一旦冷静にならないと、私が彼を救える可能性なんてあるのだろうか?だってあの場面は不良たちの抗争だ、そんなものに私が勝てるわけない、でも、本当に彼はそれでいいの?それが正解だとは思えない。
「おい、昨日、どうしたんだよ」
松野君が心配して声をかけてくれた、
「いやあ、ちょっと貧血?みたいな、もう大丈夫だから」
目が腫れているのを隠せれているのか不安だ、
「ふーん」
松野君は納得していない顔をしていた、
「場地さんも心配してたんだからな」
「あ、そうだよね、ごめん」
「まあ、元気ならそれでいいけど」
昼休み、私は図書室へ向かう、第二図書室の受付なんて別にあっても無くてもいいような存在だがここの静かな雰囲気が私はお気に入りだ
「いるかー?」
「場地くん??」
昨日のことがあってからだからすごく緊張する、
「いや、昨日体調悪そうだったから気になって」
そのためにわざわざ来てくれたのか、優しいなこの人
「えー気にしなくて良いのに、この通り健康だよー」
何もなかったかのように、そうしないとまた私は泣いてしまいそうになる。

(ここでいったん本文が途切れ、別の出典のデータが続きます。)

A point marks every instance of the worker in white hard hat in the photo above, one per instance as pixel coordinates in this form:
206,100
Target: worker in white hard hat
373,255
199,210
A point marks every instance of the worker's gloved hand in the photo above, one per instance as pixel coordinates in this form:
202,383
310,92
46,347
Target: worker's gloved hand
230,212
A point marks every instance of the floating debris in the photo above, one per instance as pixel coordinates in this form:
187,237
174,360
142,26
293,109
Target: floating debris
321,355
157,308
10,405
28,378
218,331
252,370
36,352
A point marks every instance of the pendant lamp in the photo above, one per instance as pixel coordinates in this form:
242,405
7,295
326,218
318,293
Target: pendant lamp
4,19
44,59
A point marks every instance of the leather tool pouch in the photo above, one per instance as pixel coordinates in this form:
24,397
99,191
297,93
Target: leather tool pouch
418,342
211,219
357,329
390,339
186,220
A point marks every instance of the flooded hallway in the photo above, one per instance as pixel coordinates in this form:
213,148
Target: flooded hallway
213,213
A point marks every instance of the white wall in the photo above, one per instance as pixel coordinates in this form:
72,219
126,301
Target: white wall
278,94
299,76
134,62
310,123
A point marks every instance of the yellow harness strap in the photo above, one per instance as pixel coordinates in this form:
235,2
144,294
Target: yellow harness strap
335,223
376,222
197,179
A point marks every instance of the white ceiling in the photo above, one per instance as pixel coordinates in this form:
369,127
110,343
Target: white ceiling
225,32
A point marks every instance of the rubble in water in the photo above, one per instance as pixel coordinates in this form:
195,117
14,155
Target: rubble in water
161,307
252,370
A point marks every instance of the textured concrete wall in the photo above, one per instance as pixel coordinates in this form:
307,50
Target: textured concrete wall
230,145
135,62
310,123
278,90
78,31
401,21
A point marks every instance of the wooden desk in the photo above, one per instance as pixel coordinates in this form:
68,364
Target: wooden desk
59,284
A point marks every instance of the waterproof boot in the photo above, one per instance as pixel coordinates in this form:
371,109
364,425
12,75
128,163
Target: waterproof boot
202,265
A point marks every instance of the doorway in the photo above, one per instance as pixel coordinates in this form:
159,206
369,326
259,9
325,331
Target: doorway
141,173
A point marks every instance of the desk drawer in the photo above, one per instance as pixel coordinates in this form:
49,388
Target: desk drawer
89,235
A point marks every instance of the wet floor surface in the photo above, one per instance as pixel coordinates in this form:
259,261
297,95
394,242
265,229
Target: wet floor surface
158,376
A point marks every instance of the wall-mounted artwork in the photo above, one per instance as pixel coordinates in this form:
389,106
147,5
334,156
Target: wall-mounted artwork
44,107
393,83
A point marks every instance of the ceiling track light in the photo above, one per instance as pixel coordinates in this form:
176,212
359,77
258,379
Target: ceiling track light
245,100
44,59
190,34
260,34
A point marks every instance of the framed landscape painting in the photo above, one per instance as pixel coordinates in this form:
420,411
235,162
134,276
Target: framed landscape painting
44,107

だって私じゃ彼の未来は変えられない
そんなことを考えていたら場地君はなぜか私の受付カウンターの椅子の前に座った。
「場地くん?どうしたの?」
「あぁ?千冬じゃなくて俺がお前の話し相手じゃ不服かよ」
…私は彼の未来を変えれないからと諦めていたのに。
「場地くん私とお話ししてくれるの?」
きっと面倒見のいい人なのだろう、私の事を心配してくれているんだな、なんだか嬉しい。
この人がどうしてあの未来なの?そんな思考回路が私の頭を駆け巡る
それから私達は色々話した、場地君の武勇伝や松野君との話、東卍の人達の話
場地君と話するのはとても楽しかった。
私は出来る事を放棄しようとしていた、諦める所だった、何故彼がナイフを自身で刺すに至るまで理解して解決できるようにしたい、だから場地くんをもっと知りたい、話したい。
彼の未来を見てしまったんだ、あんな場面もう見たくないが彼の内面を勝手に見たような感覚だった、ズルをしてしまった、彼の綺麗で強い心を私は勝手に盗み見たのだ、だから私にあなたを守らせてほしい。
その為に私の未来視はあるんだと思うことにした。